Later, I found the letters that Mommy and Ronny wrote to each other in the months before she went to Europe to visit him, and the love between them was obvious. It was also clear that Mommy had no wish to flaunt their relationship in public. As ever, Andrea Simon, wife of the cofounder of Simon & Schuster, was eager to avoid notoriety or scandal, for everything to be as dignified as possible. Mommy wrote to Ronny that she had no intention of hurting my father, or “starting tongues wagging,” and that she would “be very happy to give Dick a divorce if he wants one.” Regarding Daddy, Mommy wrote, “I have seen very little of him, but that’s just as well. Mostly he’s more of a nuisance than a help,” adding that she was actively encouraging my father to ignite a romance with tennis champion Don Budge’s wife, Deirdre (possibly because it would make her feel less guilty about what she was doing with Ronny, or maybe because she’d have more obvious grounds for divorce). She and Ronny were both decent, honorable people, Mommy wrote in another letter, going so far as to liken the two of them to Romeo and Juliet—“They too had a miserable time of it, darling,” adding that even if he, Ronny, wasn’t in her life, she would feel the exact same way. “Money,” she concluded, “never justifies misery and loneliness, with which I have lived many years.”

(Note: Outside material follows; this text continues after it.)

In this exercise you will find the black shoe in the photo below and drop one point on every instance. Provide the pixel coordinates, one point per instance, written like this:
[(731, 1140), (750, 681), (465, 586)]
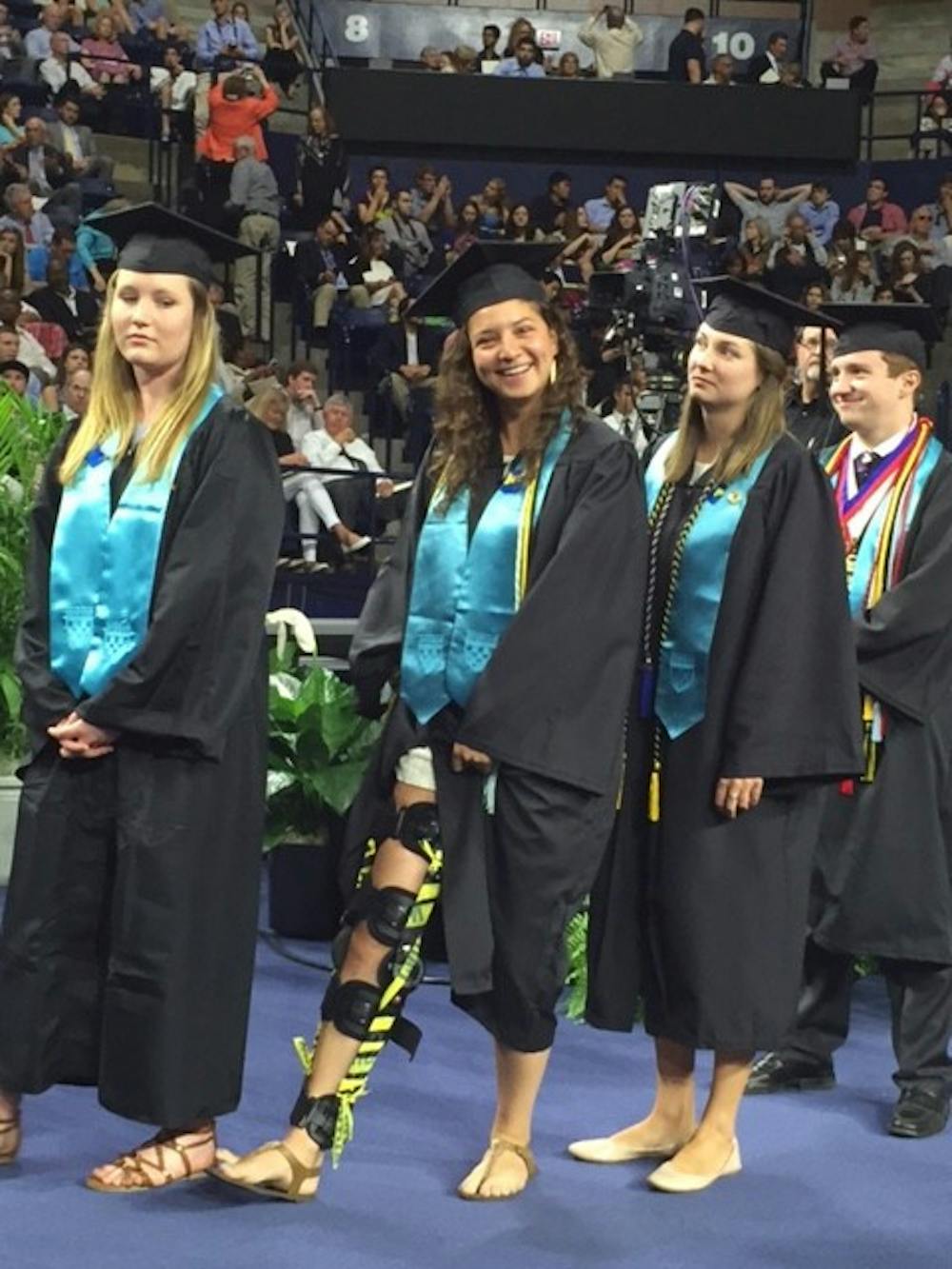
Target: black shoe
[(775, 1073), (920, 1113)]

Ronny loved her back. “Darling,” he wrote Mommy at one point, “[it has been] twelve days since I have said ‘goodbye’ to my beautiful and darling one. And you were beautiful that night, darling, as you had been every single moment I have been and I had been—or have ever been or had ever been with you. You are radiantly beautiful. In forty years you will not have changed and I bet I will love you more with a terrible passion and I’m sure the old man that I will be, you will be young and beautiful.”

Once Mommy returned home from Europe, Daddy, officially the third man in his marriage, did everything he could to show his forgiveness, and to be a better husband. By 1956, once he’d recovered from his heart attack, Daddy felt well enough to travel to Europe himself on business, and his letters home to my mother at that time were filled with sentiments like “I love you, my Cosa.” Then there was this passage:

“I suggest … that both you and I forget completely any gripes that we may ever have had about one another. We have both been living ‘with our own blessedness of strife’ (Wordsworth) and it’s about time to cut that dead-end kind of relationship. Given my physical condition, I am not allowed to do the kinds of things that would make me the most wonderful husband in the world. But soon I’ll be able to do those things. The way to begin, is to begin … Lovingly yours, Dick.”

It wasn’t until I read those letters later on that I became swept up in my mother’s other, more secret-filled life; saw her, for the first time, from the perspective of my own life and years; realized, as if I needed to be reminded, that what happens in a marriage can never be understood by anyone but the people inside it.

Still, by Christmas 1955, my ten-year-old self was mostly relieved: Ronny was gone, out of the country, out of our lives. He wouldn’t be coming back for an eternity, and even when he did my parents would have fallen back in love again, Daddy would be well, and Mommy would be everybody’s Mommy again, especially mine. My parents were intact, golden, or so I wanted to believe.

 

My mother and father; then, left to right: Joey, me, Peter, and Lucy, 1952.